たれたれ瞬ちゃん偽ケーキ殺人事件

〜名探偵の恋〜









たれたれ瞬ちゃんを追いかけてきたたれたれ氷河さんを見て、たれたれ瞬ちゃんはびっくりしました。

「氷河、どーしてここに? 炊飯器のスイッチは入れてきたの?」
「……忘れた」
「もう、せっかく手紙を置いてきたのに……」
「すまん」
──と、たれたれ氷河さんが謝ったところに、小人たちの低い笑い声が響きました。

「ふっふっふっふ……」× 15

「さて、これで全員がそろったね」
「犯人は必ず殺人現場に戻ると言うからね」

名探偵である小人たちは、ミステリーの常道というものを心得ていました。
そして、『たれたれ瞬ちゃん偽ケーキ・氷河騙されちゃった事件』は、いつのまにか、『たれたれ瞬ちゃん偽ケーキ・氷河騙されちゃった殺人事件』になっていました。
ま、細かいことは気にしないでください。


「僕たちにはもう、この『たれたれ瞬ちゃん偽ケーキ・氷河騙されちゃった殺人事件』の犯人はわかっている」

さすがは名探偵です。
小人たちの脳裏には、既に犯人の姿がくっきりと浮かびあがっているようでした。

自信満々の小人たち。
氷の国の氷河のノミの心臓が、ばくばくばくばく状態になっていたのは、言うまでもありません。


「犯人は……」

テーブルの上に居並んだ小人たちは、ちょっと勿体ぶってから、声と15本の人差し指を揃えて、全く同じタイミングで、
「おまえだーっっ !! 」× 15
と叫び、なんと、たれたれ氷河さんを指差しました。

「な……なに?」
日頃、無口&クール&セクシーなたれたれ氷河さんも、この突然のご指名にはちょっとびっくりです。
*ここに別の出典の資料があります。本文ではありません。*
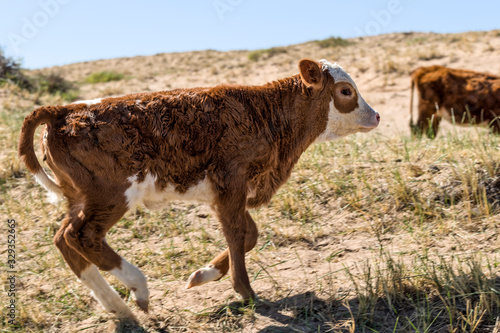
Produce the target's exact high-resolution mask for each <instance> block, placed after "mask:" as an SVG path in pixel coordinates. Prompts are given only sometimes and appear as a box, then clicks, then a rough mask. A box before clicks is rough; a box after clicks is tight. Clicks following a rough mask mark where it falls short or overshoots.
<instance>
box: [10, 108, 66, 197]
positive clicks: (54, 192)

「ちょ……ちょっと待って、小人さんたち。どーして、僕の氷河が犯人なの?」

たれたれ瞬ちゃんが驚いて小人たちに尋ねると、それまで自信満々でいた小人たちは、ふっと悲しそうな顔になりました。
「たれたれ瞬ちゃん……。たれたれ瞬ちゃんは騙されてるんだよ」
「たれたれ氷河さんは、めちゃくちゃカッコいいけど、本当は悪者なんだ」

「だ……だから、どーして?」


名探偵小人たちが、どうしてそういう結論に至ったのか、賢い読者諸嬢には既におわかりのことと思います(注:わからなくても気にしないでください)。